MAHKEMESİ :Ağır Ceza Mahkemesi
SUÇ : Nitelikli dolandırıcılık, resmi belgede sahtecilik
HÜKÜM : 1- TCK’nın 158/1-d, 62, 52, 53 ve CMUK 326/son
maddeleri gereğince mahkumiyet
2- TCK’nın 204/1, 204/3, 62, 53 ve CMUK 326/son maddeleri gereğince mahkumiyet

Nitelikli dolandırıcılık ve resmi belgede sahtecilik suçlarından sanığın mahkumiyetine ilişkin hükümler, sanık tarafından temyiz edilmekle, dosya incelenerek gereği düşünüldü;
Hüküm fıkrasında sanığın kazanılmış hakkının gözetilmesiyle yapılan uygulama sırasında, kanun maddesinin “CMUK’nın 326/son” olarak gösterilmemesi, mahallinde eklenmesi mümkün görülmüştür.
Sanığın sahte tapu senedi ile kendisine ait olmayan taşınmazı müştekiye sattığı ve devrine ilişkin noterden vekaletname düzenlettirip, müştekiden 3.500 TL para aldığı, bu surette sanığın nitelikli dolandırıcılık ve resmi belgede sahtecilik suçlarını işlediğinin iddia edildiği olayda;
1- Sanık hakkında resmi belgede sahtecilik suçundan verilen mahkumiyet hükmüne yönelik temyiz incelemesinde,
Sanık savunması, müştekinin beyanları ile dosya kapsamından sanığın atılı suçu işlediğinin sabit olduğu gerekçesine dayanan mahkemenin mahkumiyet yönünde kabulünde bir isabetsizlik görülmemiştir.
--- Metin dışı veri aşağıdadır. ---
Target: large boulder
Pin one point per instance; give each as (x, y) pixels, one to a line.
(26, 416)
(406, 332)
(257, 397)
Bozmaya uyularak yapılan yargılamaya, toplanıp karar yerinde gösterilen delillere, mahkemenin kovuşturma sonuçlarına uygun olarak oluşan kanaat ve takdirine, incelenen dosya kapsamına göre; sanığın suçu işlemediğine yönelik temyiz itirazlarının reddi ile hükmün ONANMASINA,
2- Sanık hakkında nitelikli dolandırıcılık suçundan verilen mahkumiyet hükmüne yönelik temyiz incelemesinde,
Sanık savunması, müştekinin beyanları ile dosya kapsamından sanığın atılı suçu işlediğinin sabit olduğu gerekçesine dayanan mahkemenin mahkumiyet yönünde kabulünde bir isabetsizlik görülmemiştir.
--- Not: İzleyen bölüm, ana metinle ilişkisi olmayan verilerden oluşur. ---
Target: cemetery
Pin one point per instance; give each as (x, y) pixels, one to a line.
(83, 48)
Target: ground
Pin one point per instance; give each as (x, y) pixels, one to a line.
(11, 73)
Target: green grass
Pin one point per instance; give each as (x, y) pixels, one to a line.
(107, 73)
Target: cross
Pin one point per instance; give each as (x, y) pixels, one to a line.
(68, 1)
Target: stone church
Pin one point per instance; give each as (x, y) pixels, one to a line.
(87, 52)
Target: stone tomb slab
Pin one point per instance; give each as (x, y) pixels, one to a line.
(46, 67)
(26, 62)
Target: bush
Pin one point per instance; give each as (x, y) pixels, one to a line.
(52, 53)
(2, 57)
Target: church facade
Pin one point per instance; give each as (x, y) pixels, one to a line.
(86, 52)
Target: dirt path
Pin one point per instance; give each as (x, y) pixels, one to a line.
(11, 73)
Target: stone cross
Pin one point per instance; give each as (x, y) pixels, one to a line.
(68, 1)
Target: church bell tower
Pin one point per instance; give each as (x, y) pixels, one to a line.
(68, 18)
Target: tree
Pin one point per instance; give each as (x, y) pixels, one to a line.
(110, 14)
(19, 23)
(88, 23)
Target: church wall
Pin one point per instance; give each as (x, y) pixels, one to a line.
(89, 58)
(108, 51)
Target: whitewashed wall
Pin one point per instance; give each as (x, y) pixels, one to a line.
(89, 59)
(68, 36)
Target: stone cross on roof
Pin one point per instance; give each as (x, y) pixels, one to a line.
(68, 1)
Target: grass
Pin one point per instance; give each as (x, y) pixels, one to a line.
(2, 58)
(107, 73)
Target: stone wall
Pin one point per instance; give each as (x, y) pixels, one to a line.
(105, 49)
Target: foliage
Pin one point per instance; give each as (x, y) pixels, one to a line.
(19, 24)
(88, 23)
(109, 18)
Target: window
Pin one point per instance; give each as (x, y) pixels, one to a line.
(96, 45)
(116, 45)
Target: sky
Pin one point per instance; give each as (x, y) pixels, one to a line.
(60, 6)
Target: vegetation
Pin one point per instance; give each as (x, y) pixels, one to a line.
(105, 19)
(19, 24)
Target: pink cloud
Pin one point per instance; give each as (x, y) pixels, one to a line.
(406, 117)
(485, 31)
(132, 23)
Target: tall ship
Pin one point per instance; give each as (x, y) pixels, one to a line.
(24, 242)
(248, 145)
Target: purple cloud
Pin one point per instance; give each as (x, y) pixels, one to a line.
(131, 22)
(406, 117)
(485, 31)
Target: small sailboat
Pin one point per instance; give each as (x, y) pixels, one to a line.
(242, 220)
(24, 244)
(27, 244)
Yapılan yargılamaya, toplanıp karar yerinde gösterilen delillere, mahkemenin kovuşturma sonuçlarına uygun olarak oluşan kanaat ve takdirine, incelenen dosya kapsamına göre; sanığın sair temyiz itirazlarının reddine; ancak,
15/11/2016 tarihli celsede müşteki …’ın ‘‘dava açılmadan önce benim zararım giderildi’’ demesi karşısında, zararın hangi tarihte giderildiği açıklığa kavuşturularak, sanık hakkında 5237 sayılı TCK’nın 168. maddesinde düzenlenen etkin pişmanlık hükümlerinin uygulanması gerektiğinin gözetilmemesi,
Kanuna aykırı olup, sanığın temyiz itirazları bu nedenle yerinde görüldüğünden, hükümlerin 5320 sayılı Kanun’un 8. maddesi gereğince halen uygulanmakta olan 1412 sayılı CMUK’nın 321. maddesi uyarınca hükmün BOZULMASINA, 12.12.2018 tarihinde oybirliği ile karar verildi.